I started my ShihTzu pup at 12 weeks on the same wet food and dry food that the breeder was feeding. She is now almost 6 months old. Can I wisely stop the wet food (by gradually decreasing the amount I add to her dry food?) She now gets wet food first (1/6th of a can twice a day) and dry food throughout the day.


----------



## Westhighlander (Sep 28, 2007)

You could have stopped on the day you got her.


----------



## basicair (Jan 21, 2009)

Yeah, you can stop her on wet food whenever you want. But you don't have to, of course. It sounds like you do want to switch to 100% dry dog food. If so, like Westhighlander said, you can switch her whenever you want. As you yourself suggested, it is a wise idea to gradually make the change.
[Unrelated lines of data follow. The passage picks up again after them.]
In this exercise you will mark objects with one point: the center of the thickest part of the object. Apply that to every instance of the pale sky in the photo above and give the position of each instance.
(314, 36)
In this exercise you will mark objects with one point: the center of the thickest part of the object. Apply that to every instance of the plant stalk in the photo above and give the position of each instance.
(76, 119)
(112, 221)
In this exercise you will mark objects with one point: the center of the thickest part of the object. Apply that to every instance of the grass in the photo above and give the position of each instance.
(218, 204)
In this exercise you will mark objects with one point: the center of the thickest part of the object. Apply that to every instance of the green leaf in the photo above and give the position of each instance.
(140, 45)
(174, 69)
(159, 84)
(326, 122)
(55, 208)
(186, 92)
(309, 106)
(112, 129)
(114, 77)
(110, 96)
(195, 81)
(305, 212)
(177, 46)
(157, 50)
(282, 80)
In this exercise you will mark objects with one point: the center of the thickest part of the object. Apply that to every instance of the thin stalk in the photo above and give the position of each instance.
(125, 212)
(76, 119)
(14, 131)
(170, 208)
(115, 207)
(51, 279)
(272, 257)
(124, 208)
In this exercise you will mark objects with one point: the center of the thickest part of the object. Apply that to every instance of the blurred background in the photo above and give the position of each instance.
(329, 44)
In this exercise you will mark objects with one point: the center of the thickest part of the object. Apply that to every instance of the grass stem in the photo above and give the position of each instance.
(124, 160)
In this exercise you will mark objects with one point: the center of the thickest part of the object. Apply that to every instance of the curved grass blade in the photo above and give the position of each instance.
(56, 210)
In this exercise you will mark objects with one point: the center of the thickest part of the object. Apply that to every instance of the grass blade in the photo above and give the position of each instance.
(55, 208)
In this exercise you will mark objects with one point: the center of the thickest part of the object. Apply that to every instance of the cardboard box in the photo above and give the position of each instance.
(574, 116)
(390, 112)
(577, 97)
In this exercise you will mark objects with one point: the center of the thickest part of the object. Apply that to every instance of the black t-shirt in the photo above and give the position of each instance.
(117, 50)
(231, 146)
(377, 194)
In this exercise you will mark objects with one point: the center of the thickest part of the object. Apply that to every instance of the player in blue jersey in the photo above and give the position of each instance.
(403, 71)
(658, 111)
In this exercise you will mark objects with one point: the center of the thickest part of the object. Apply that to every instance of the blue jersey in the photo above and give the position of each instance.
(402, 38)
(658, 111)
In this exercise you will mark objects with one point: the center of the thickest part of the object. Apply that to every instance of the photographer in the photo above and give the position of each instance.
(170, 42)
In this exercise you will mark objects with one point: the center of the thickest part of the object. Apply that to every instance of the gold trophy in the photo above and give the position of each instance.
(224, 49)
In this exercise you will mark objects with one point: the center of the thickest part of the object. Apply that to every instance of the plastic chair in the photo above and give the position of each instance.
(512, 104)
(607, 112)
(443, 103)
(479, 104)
Just start serving less and less of the wet food each day over the course of at least 3-5 days if not 7-10. If your dog reseponds by not wanting to eat the kibble then start taking it away as soon as they decide to not eat anymore and only put it back down at certain times of the day. Keep taking it away if they don't eat it right away. After a few days, they'll adapt to the new routine and start eating the kibble. But again, I would only do this if they refuse to eat the kibble while you try to make this switch.


----------